Between May 6 - 10 I shall be on a Charles Reid workshop at Stow-in-the-Wold in Gloucestershire. This area is called the Cotswolds and is one of the most scenic areas in England. Judi Reid told me it was her favourite painting venue in the UK.
This is my fifth and probably final CR course. I have enjoyed them all and hope to go out on a high note. My first one was at Burford, close to Stow, where the following weeks workshop will be held. I believe Charles is then travelling to Norfolk to make another DVD with Town House Films.
When I first attended Burford I was taken aback by the high standard of the students, some of whom were professionals. I struggled and was certainly in the bottom three of the 18 or so participants. It was a steep learning curve and the lesson I learned was to work pretty hard. My wife and I then went to Spain so I could attend another CR workshop, under the auspices of the charming Angela Barbi of EPC (Enjoy Painting in Catalonia). This worked both as a painting workshop and a holiday, especially important as my wife doesn't paint - apart from decorating. This was an excellent workshop split into two four day periods with a day off in the middle. The standard was not quite as high as Burford, which was very high, so much so that Charles remarked on it. There were also professionals in Spain, notably Judi Whitton, who produced some beautiful work, Don Glynn who is or was associated with Angela and EPC, and several good Spanish artists, although I don't think they were professionals. Charles had brought some paintings from America for one of them and the same person bought three of Judi Whittons workshop paintings.
My work there was certainly fairly average, but on my return I made a conscious decision to go for it and put in a lot of work to try and improve. I tend to think improvement comes (or should) in the following months when one has digested the lessons - providing you work at it!. One of the things that has struck me about some fellow amateurs, who I know and have painted with, is there is no discernible difference in their work following workshops or courses with professional artists. Many courses are holidays with painting rather than serious workshops and if that is what is preferred so be it. Avoid those that say `all levels welcome'.
My third CR workshop was at Urchfont, a Wiltshire village, apparently a favourite of Charles and Judi. Charles had got to know some of the local characters on previous visits and thoroughly enjoyed meeting up with them. Urchfont, which is run by the local council, is a popular venue but certainly not a hotel. It has good facilities for painting with two large buildings, mostly spent in the larger one. This was again fairly tough and was the workshop where I first met Mick Carney of The PaintingStruggle blog. Mick and I, fellow North-Easterners although I moved South many years ago, got on like a house on fire and were put in the same building, a house at the far end of the grounds. The food, served in the main house, was good and plentiful but the accommodation very poor, not even up to average B & B standard. Students were spread around and some of the others were not happy so we weren't alone. I was asked for my views, as someone must have raised it, and said I wouldn't go there again - nor would I. This was a shame because everything else was fine. A very good French artist, Gilles Durand, who I had met at Burford, was also at Urchfont and there were others like Genevieve Buchanan. On the last day I finally produced something I was really pleased with, a flower/still life study and Gilles complimented me on it. That was the final painting though! It is framed and hangs in my `studio'.

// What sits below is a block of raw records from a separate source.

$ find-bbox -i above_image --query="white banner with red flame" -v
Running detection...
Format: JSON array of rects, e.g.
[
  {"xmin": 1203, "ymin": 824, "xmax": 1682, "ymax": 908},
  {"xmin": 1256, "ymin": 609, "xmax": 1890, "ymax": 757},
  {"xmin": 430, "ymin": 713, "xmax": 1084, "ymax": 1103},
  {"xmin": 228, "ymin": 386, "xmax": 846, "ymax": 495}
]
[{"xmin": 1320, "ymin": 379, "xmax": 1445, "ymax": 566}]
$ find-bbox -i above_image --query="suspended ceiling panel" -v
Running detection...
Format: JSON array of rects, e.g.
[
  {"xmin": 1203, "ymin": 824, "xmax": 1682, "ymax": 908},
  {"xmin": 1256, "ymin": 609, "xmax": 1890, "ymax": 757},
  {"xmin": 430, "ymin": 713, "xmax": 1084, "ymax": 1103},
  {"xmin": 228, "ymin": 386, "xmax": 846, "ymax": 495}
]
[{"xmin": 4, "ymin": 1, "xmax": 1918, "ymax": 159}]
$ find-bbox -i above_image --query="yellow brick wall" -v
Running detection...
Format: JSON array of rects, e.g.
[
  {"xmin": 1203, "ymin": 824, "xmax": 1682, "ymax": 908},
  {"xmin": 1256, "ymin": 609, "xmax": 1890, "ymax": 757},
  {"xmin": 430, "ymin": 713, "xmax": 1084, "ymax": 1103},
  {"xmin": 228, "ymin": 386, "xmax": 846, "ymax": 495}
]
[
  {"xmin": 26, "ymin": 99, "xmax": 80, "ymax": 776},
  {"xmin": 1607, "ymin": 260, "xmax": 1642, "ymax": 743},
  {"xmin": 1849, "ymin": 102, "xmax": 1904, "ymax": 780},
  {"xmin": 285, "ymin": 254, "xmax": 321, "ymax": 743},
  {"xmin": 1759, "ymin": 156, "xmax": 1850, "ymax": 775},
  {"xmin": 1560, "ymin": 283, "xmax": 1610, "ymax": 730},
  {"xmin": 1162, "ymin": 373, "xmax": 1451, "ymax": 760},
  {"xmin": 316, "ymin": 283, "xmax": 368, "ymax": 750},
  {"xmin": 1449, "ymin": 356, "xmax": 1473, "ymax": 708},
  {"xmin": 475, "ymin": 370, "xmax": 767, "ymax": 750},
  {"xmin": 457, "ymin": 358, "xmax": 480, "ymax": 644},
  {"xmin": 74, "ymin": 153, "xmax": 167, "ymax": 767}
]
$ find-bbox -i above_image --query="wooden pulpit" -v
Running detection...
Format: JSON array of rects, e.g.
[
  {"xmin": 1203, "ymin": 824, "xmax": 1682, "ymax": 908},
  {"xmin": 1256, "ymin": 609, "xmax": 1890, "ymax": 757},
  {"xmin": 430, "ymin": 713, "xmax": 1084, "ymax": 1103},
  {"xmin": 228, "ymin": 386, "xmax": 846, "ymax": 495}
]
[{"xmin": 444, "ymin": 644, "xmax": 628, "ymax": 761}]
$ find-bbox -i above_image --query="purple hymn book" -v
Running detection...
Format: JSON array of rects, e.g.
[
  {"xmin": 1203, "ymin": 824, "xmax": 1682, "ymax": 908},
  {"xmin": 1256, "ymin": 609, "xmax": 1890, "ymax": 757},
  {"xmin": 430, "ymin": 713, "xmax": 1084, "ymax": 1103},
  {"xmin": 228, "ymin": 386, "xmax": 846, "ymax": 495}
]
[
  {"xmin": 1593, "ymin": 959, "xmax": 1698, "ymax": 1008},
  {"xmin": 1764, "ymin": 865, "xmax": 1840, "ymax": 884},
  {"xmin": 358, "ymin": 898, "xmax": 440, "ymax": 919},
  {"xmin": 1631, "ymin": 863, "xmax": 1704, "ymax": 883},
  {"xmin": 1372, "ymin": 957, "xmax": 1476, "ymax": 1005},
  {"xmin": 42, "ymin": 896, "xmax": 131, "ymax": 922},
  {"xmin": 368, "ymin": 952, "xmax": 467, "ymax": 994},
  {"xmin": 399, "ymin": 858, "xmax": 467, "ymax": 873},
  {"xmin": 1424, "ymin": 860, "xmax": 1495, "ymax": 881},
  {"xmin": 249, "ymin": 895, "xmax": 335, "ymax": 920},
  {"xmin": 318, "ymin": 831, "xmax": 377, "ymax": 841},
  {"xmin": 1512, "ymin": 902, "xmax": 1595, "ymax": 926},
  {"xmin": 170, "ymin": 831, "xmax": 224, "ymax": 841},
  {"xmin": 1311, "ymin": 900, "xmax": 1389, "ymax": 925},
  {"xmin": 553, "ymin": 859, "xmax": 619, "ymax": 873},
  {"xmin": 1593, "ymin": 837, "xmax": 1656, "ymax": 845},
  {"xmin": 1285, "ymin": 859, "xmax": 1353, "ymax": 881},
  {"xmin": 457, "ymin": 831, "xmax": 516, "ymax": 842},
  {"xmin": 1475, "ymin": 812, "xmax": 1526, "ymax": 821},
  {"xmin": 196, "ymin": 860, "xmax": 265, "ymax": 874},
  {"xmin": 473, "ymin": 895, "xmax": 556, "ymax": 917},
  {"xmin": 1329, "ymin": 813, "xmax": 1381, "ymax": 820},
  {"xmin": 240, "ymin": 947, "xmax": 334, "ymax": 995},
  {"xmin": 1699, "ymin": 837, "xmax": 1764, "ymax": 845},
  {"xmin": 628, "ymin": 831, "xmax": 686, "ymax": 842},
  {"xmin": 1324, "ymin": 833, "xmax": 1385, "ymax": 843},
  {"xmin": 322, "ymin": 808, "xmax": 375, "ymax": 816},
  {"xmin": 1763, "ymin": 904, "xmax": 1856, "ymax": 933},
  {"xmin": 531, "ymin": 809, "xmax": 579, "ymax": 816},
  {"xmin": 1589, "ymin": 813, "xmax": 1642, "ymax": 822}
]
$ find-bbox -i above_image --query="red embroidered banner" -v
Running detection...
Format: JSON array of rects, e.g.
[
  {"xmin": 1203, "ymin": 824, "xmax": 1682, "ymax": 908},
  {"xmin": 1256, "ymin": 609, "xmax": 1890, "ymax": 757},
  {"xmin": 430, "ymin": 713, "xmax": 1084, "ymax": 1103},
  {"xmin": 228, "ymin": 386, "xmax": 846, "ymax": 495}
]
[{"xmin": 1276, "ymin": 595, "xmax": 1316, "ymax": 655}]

I thought Urchfont was to be my last Charles Reid experience only to be seduced once more when his next workshop was scheduled at Crantock Bay in Cornwall. My wife and I had previously been to Crantock four times with Judi Whitton and both of us thoroughly enjoyed the experience. The venue was the Crantock Hotel located on a cliff top facing the sea and bay. A wonderful venue, sadly it closed for good shortly after the workshop finished. Having worked hard since Urchfont I was pleased when Charles told my wife, on the final day and exhibition of students work, that my painting had improved. Gilles Durand, who greeted Mick and I like long lost brothers, although a little reserved on previous courses, said the same to me. Coming from two such artists I positively glowed! Yes, I am aware I am still far from the finished object, and probably never will be, but compared to my work a few years ago things have moved on.
That's it basically. I shall report on the course in a similar manner to Crantock with one post on each day with photographs. This should commence soon after my return home on the 11th.